Seulement, cet argument semble bien cacher d’autres raisons que les autorités françaises ne semblent pas vouloir évoquer. Si en France la crise sanitaire est réelle, en Algérie, la situation est officiellement sous contrôle avec un nombre de contagions très faible, pour ne pas dire négligeable, selon les donnés officielle, avec quelque 100 cas quotidiens.

Ainsi, derrière l’argument sanitaire, plusieurs indices montrent que les principaux facteurs de ce report de la 5e session du Comité interministériel de haut niveau (CIHN), qui ne s’est pas tenu depuis décembre 2017 en raison du mouvement populaire de contestation (Hirak), sont à chercher ailleurs. 

Une délégation au rabais

Et à ce titre, plusieurs explications sont avancées. D’abord, selon de nombreux médias algériens dont Observ'Algérie, citant le média arabophone El Hiwar, mais aussi français, "la visite du Premier ministre français a été reportée en raison des réserves de l’Algérie au sujet de la délégation, qui ne serait pas à la hauteur de l’importance de l’événement". Une justification qui a première vue est étonnante quand on sait qu'au départ, le Premier ministre devrait être accompagné par une délégation comprenant 8 ministres dont ceux des Affaires étrangères, de la Défense et de l’Economie, en plus d'hommes d’affaires et de chefs d’entreprises.
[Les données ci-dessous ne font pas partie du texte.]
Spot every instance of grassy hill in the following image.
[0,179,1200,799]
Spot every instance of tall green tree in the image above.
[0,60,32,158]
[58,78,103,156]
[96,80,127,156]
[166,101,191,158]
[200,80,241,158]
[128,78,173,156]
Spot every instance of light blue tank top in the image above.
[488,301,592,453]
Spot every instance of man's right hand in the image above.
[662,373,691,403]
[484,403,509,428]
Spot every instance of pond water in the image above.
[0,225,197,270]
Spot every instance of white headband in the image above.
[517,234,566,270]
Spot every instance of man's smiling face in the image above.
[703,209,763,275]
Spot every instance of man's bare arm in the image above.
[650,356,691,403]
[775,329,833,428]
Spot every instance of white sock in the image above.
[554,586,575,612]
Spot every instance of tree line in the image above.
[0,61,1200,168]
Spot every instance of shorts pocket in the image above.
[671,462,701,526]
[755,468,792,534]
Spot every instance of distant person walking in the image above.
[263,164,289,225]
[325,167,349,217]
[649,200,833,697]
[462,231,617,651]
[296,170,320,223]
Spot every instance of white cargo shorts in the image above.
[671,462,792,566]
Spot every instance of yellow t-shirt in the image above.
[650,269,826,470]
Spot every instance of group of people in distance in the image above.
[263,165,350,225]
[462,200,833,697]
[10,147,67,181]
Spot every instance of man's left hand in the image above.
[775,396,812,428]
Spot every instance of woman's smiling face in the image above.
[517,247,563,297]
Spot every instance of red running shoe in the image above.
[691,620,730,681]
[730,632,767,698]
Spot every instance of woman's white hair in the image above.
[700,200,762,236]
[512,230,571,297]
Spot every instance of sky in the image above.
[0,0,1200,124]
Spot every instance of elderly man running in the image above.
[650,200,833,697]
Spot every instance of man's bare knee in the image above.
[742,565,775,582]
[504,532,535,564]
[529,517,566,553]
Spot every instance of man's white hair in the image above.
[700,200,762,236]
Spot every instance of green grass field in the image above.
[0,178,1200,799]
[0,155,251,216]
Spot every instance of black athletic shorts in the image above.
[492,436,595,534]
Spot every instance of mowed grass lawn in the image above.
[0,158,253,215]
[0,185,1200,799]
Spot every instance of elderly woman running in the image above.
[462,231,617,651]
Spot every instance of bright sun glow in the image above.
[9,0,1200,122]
Seulement, entre temps, les autorités françaises on revu le niveau de la délégation à la baisse. Arguant le volet sanitaire, la délégation française a été réduite à 4 ministres pour une durée d'une journée. Un format diplomatique qui semble avoir déplu à Alger jugeant qu’il n’est pas à la hauteur de la visite. D'autant plus que plusieurs dossiers bilatéraux cruciaux devraient être étudiés durant ce déplacement, censé marquer le réchauffement des relations complexes entre les deux pays.

Par ailleurs, outre ces arguments sanitaires et diplomatiques, l’une des raisons plausibles de ce report pourrait aussi être l’absence de succès des négociations entre Saïd Chengriha, chef d’état-major de l’armée algérienne et son homologue français le général d’armée François Lecointre, en visite en Algérie dans le cadre de la coopération militaire entre les deux pays.

C'est en préambule à la visite du Premier ministre désormais reportée, que le général François Lecointre, a été reçu à Alger jeudi 8 avril par Saïd Chengriha. Ce déplacement non annoncé visait à déblayer le terrain sur l’épineux dossier des essais nucléaires français en Algérie durant la colonisation.

Seulement, la rencontre entre les deux responsables des armées des deux pays ne semble pas avoir abouti aux résultats escomptés du côté algérien, comme le souligne la déclaration de Saïd Chengriha.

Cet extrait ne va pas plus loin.